🤖 AI Summary
Small language models (SLMs) suffer from poor generalization in tool-use tasks, are prone to overfitting during supervised fine-tuning (SFT), and struggle with standard reinforcement learning (RL) due to sparse rewards. To address these challenges, this paper proposes a teacher-guided dense reward distillation framework. It leverages a large language model (LLM) as a teacher to construct a composite, trajectory-based dense reward function, jointly integrating knowledge distillation and policy optimization within an RL framework to guide SLMs in acquiring transferable tool-calling policies.
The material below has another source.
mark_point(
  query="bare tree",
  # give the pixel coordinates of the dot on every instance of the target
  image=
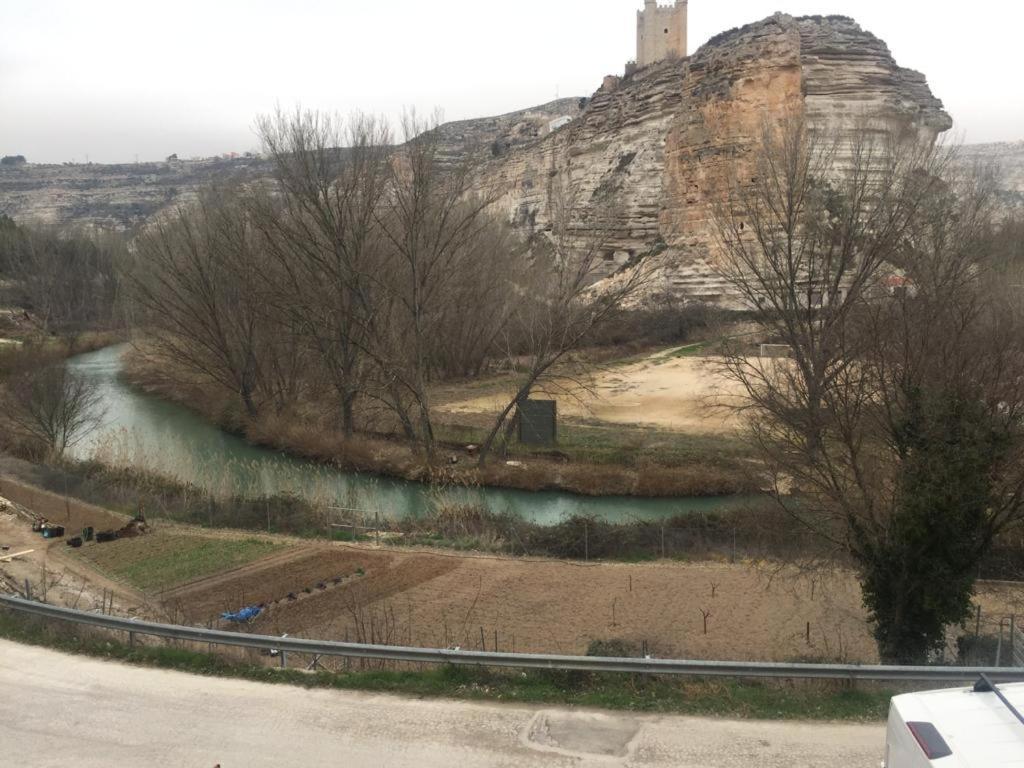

The core innovation lies in explicitly encoding the teacher’s multi-step reasoning structure into dense, hierarchical reward signals—thereby overcoming the dual limitations of conventional imitation learning and sparse-reward RL. Experiments demonstrate that the proposed method significantly outperforms both SFT and baseline RL approaches on cross-domain tool-use tasks, achieving absolute improvements of 12.7% in policy correctness and 23.4% in generalization accuracy.
📝 Abstract
Distilling the tool-using capabilities of large language models (LLMs) into smaller, more efficient small language models (SLMs) is a key challenge for their practical application. The predominant approach, supervised fine-tuning (SFT), suffers from poor generalization as it trains models to imitate a static set of teacher trajectories rather than learn a robust methodology. While reinforcement learning (RL) offers an alternative, the standard RL using sparse rewards fails to effectively guide SLMs, causing them to struggle with inefficient exploration and adopt suboptimal strategies. To address these distinct challenges, we propose MENTOR, a framework that synergistically combines RL with teacher-guided distillation. Instead of simple imitation, MENTOR employs an RL-based process to learn a more generalizable policy through exploration. In addition, to solve the problem of reward sparsity, it uses a teacher's reference trajectory to construct a dense, composite teacher-guided reward that provides fine-grained guidance. Extensive experiments demonstrate that MENTOR significantly improves the cross-domain generalization and strategic competence of SLMs compared to both SFT and standard sparse-reward RL baselines.